Écrit par John Lewis
Globe Poster a illuminé le paysage urbain avec ses designs Day-Glo pendant plus de 80 ans. L’entreprise basée à Baltimore produisait des affiches pour des carnavals, foires, matchs de lutte, réveils religieux, courses de motos, spectacles burlesques et, plus célèbrement, des concerts. On peut pratiquement retracer le développement de la musique afro-américaine à travers le travail de Globe pour des artistes allant de Howlin’ Wolf et James Brown à Tupac et N.W.A, beaucoup d’entre elles étant affichées clandestinement sur les murs de la ville, les lampadaires et les poteaux téléphoniques en pleine nuit.
Globe imprimait sur un papier résistant, de sorte que les affiches pouvaient résister au vent, à la pluie, au verglas et à la neige. Mais les fans de musique, au grand dam des promoteurs, s’appropriaient souvent ce que les éléments ne pouvaient pas, dérobant les affiches pour décorer leurs chambres universitaires et appartements. En conséquence, certains promoteurs en sont venus à entailler les affiches avec des cutters pour les rendre moins attrayantes pour les voleurs.

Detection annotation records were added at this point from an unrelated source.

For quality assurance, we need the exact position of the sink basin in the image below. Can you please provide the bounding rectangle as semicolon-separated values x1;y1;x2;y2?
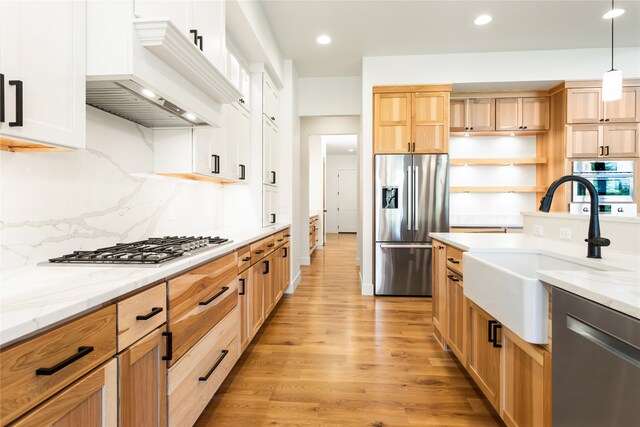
463;252;607;344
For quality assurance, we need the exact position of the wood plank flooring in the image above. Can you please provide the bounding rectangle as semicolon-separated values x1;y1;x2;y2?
196;234;503;427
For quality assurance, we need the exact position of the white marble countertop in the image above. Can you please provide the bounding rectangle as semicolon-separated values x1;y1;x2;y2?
430;233;640;319
0;224;289;345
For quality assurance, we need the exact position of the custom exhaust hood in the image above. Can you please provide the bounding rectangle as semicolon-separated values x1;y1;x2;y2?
86;11;242;128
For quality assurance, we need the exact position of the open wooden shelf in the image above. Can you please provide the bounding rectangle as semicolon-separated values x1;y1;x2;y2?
449;186;547;193
450;157;547;166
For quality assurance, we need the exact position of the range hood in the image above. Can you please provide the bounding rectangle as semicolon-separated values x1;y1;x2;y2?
86;7;242;128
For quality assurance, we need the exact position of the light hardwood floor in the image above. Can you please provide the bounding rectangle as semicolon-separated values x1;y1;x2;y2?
196;234;502;427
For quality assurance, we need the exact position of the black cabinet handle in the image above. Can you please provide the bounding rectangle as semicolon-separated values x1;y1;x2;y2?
136;307;162;320
198;286;229;305
36;346;93;375
491;322;502;348
9;80;23;127
198;350;229;381
162;332;173;360
487;320;498;342
0;73;4;123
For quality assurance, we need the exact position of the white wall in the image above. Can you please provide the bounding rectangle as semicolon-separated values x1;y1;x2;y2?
299;76;362;116
360;47;640;295
326;154;358;233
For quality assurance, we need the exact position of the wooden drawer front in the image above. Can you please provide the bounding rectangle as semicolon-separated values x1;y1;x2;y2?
169;252;238;365
238;246;251;274
0;305;116;425
117;283;167;352
447;246;462;274
168;309;239;426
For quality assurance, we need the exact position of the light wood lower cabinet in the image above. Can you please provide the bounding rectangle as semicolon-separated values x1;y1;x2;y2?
499;328;551;427
169;308;240;427
446;271;467;365
467;301;501;411
12;359;119;427
117;326;167;427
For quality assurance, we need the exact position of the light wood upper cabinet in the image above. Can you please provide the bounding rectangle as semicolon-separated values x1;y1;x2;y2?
117;326;167;427
12;359;119;427
373;93;412;153
499;328;551;427
373;88;449;154
496;97;549;131
567;86;640;124
467;301;500;410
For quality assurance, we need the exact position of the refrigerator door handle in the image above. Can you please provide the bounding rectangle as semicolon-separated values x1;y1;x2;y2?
413;166;420;231
406;166;413;231
380;243;433;249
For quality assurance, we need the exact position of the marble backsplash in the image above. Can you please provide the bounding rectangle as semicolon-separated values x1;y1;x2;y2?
0;107;224;270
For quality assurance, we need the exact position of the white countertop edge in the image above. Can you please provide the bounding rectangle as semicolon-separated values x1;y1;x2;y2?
0;224;291;346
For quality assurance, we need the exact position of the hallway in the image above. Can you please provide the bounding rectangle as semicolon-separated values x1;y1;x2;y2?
196;234;502;427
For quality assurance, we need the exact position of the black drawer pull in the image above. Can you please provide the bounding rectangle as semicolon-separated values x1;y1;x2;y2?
491;322;502;348
36;346;93;375
136;307;162;320
9;80;23;127
198;286;229;305
162;332;173;360
198;350;229;381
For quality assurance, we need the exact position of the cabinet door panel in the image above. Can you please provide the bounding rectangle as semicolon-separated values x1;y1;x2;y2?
604;87;640;123
373;93;411;153
566;125;602;158
496;98;522;130
118;326;167;427
469;99;496;132
522;97;549;130
12;359;118;427
567;88;602;124
603;123;640;157
449;99;467;132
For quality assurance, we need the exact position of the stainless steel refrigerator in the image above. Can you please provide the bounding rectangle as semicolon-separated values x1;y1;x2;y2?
374;154;449;296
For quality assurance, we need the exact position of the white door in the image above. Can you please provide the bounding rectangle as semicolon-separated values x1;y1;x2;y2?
338;169;358;233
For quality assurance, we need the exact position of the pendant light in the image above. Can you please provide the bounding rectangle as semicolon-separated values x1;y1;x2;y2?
602;0;622;101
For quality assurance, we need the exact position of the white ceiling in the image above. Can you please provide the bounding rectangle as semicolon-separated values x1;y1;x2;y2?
261;0;640;77
321;135;358;156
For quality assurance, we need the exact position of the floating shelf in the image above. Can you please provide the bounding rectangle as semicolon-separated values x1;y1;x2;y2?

C’était de l’art de rue bien avant que le terme ne devienne à la mode, un art de rue créé par un atelier d’impression qui — comme Colby à Los Angeles, Tilghman à Oakland et Hatch à Nashville — visait une lisibilité saisissante. Comme le notait le City Paper de Washington, D.C. : « [Les affiches Globe] frappent, cognent et s’imposent à l’œil avec l’insouciance insistante d’une reine de spectacle itinérant. Et, dans les quelques secondes qu’un conducteur ou un piéton passe près d’un poteau téléphonique ou d’un mur éclaboussé d’affiches, Globe délivre le quoi, qui, quand, où et combien, et ce avec une véritable maîtrise artistique. »
Globe utilisait une typographie audacieuse sur des encres fluorescentes pour un impact visuel maximal. Le designer interne Harry Knorr a développé ce style distinctif au cours de ses 50 ans de carrière chez Globe. À la fin des années 1950, Knorr a commencé à placer des caractères de style affiche de boxe sur des fonds lumineux. Les lettres étaient grandes et simples, les couleurs vives (bleus, rouges, verts, oranges et jaunes) et le résultat était saisissant. « Harry était un génie », déclare Bob Cicero, qui a possédé Globe pendant des décennies avec son père et ses deux frères.

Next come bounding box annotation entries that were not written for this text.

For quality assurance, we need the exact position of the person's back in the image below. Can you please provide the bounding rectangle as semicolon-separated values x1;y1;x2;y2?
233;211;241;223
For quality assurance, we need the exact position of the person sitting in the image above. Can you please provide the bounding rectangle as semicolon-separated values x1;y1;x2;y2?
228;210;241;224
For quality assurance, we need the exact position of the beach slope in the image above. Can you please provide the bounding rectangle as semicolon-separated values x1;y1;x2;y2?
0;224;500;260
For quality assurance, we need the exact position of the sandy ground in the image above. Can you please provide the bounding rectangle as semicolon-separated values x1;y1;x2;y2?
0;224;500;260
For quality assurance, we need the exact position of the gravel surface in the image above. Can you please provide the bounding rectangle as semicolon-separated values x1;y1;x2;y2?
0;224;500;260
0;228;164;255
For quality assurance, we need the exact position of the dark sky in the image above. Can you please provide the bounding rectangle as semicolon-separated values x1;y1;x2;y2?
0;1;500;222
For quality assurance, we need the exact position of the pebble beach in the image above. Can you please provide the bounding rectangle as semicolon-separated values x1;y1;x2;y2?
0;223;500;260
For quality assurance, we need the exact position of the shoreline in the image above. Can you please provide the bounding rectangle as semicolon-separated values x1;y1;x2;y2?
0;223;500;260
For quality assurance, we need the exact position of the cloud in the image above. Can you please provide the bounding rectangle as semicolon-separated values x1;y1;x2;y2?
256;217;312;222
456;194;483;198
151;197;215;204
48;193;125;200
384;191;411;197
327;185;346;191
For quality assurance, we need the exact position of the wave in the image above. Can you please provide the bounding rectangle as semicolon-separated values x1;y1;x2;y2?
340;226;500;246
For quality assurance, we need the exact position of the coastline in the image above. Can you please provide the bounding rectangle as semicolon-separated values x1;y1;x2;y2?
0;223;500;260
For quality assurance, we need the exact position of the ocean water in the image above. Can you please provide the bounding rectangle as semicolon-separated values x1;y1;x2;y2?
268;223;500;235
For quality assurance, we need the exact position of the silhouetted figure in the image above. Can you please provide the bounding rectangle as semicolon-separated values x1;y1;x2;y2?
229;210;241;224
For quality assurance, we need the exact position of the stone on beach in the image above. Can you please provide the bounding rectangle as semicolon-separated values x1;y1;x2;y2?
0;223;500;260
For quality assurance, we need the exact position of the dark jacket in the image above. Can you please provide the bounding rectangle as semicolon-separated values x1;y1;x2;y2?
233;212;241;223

« Notre design de base utilisant l’encre Day-Glo [venait] de Harry », explique Frank Cicero, le frère de Bob. « L’idée derrière le Day-Glo était d’attirer l’attention et de décomposer l’affiche pour qu’elle soit très lisible pour les gens. »
En divisant les affiches en blocs de couleur, Knorr a créé des designs particulièrement adaptés à la promotion de revues multi-artistes de soul et blues et, plus tard, d’extravagances hip-hop. En conséquence, le style iconique de Globe évoque instantanément le R&B classique, la soul et le hip-hop. C’est pourquoi les affiches de l’entreprise apparaissent dans des films comme Straight Outta Compton et Hairspray. C’est aussi pourquoi elles ont été exposées au Cooper Hewitt Design Museum du Smithsonian, au National Museum of African American History & Culture et au Stax Museum of American Soul Music.
Ces dernières années, Globe a également franchi le pas vers l’art contemporain. En 2004, le réalisateur/artiste John Waters a utilisé des éléments des affiches de carnaval de Globe pour créer une édition limitée intitulée « Take the Whole Family to Marfa Texas » qui mentionnait des artistes comme Carl Andre et Donald Judd. L’œuvre inspirée de Globe de Waters a fait la couverture d’Artforum à l’été 2004 et a suggéré l’influence de Globe dans les cercles de l’art contemporain.
Ce point a été renforcé après la fermeture de Globe en 2010, victime des technologies changeantes et des réglementations interdisant les affiches. Le conseil municipal de D.C., par exemple, qualifiait les affiches de « déchets visuels » et imposait de lourdes amendes pour affichage illégal, ce qui « nous a vraiment tués », explique Bob Cicero.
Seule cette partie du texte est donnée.